Open upintheairsheep opened 1 year ago

upintheairsheep commented 1 year ago

Use in congection with https://github.com/WikiTeam/wikiteam to dump the textual contents of every wiki on there(i dont know if we should include the histories or not), or maybe only the most popular 10000 wikis. We should also integrate https://archive.org/details/wikia_dump_20200214 , https://archive.org/details/wikia_dump_20180602 , and the Fandom wikis of https://archive.org/details/wikiteam for the purpose of having the contents of deleted pages and wikis in the Pile.

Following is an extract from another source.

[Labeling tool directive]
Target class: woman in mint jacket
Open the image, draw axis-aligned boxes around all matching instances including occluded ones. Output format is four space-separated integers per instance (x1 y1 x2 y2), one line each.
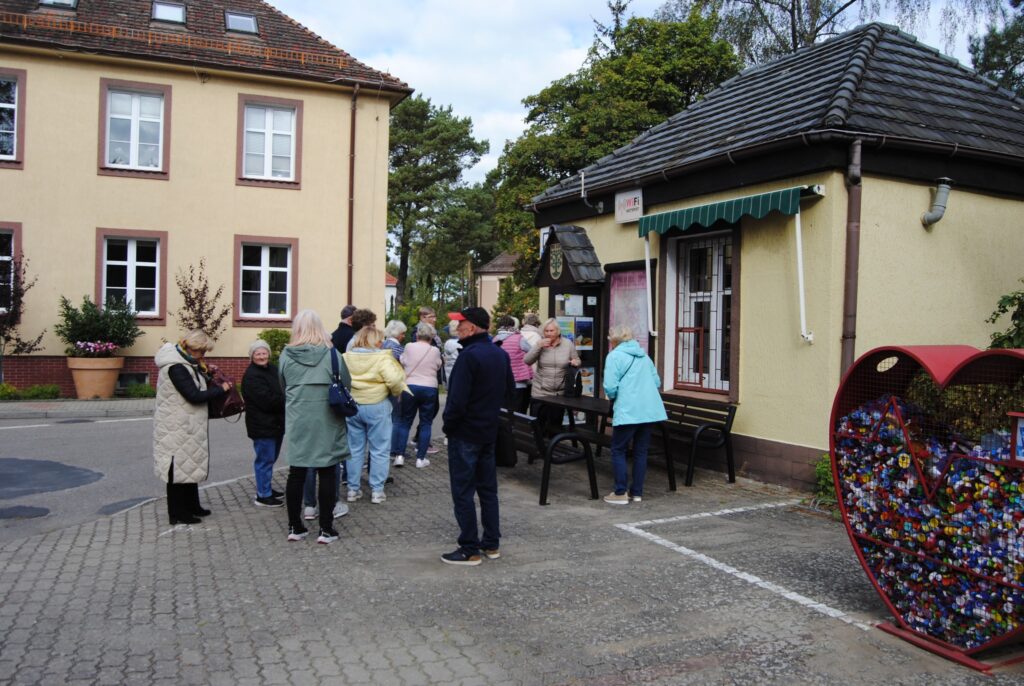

Having every Fandom wiki in the Pile would be really beneficial for AI, as the Fandom website includes vast knowledge of fiction, and it would make every future AI have accurate knowledge of fictional stuff, as well as real-world stuff

upintheairsheep commented 1 year ago

This is a less recent dataset, https://www.kaggle.com/datasets/abeserra/wikia-census

upintheairsheep commented 1 year ago

And just to note, remember to make a dump of every Fandom wiki starting with the 1000 most popular ones, then going down to all of the other wikis, then integrate previous dumps of Fandom to compensate for deleted pages and deleted wikis.

upintheairsheep commented 8 months ago

Fandom text is licensed under an open licence.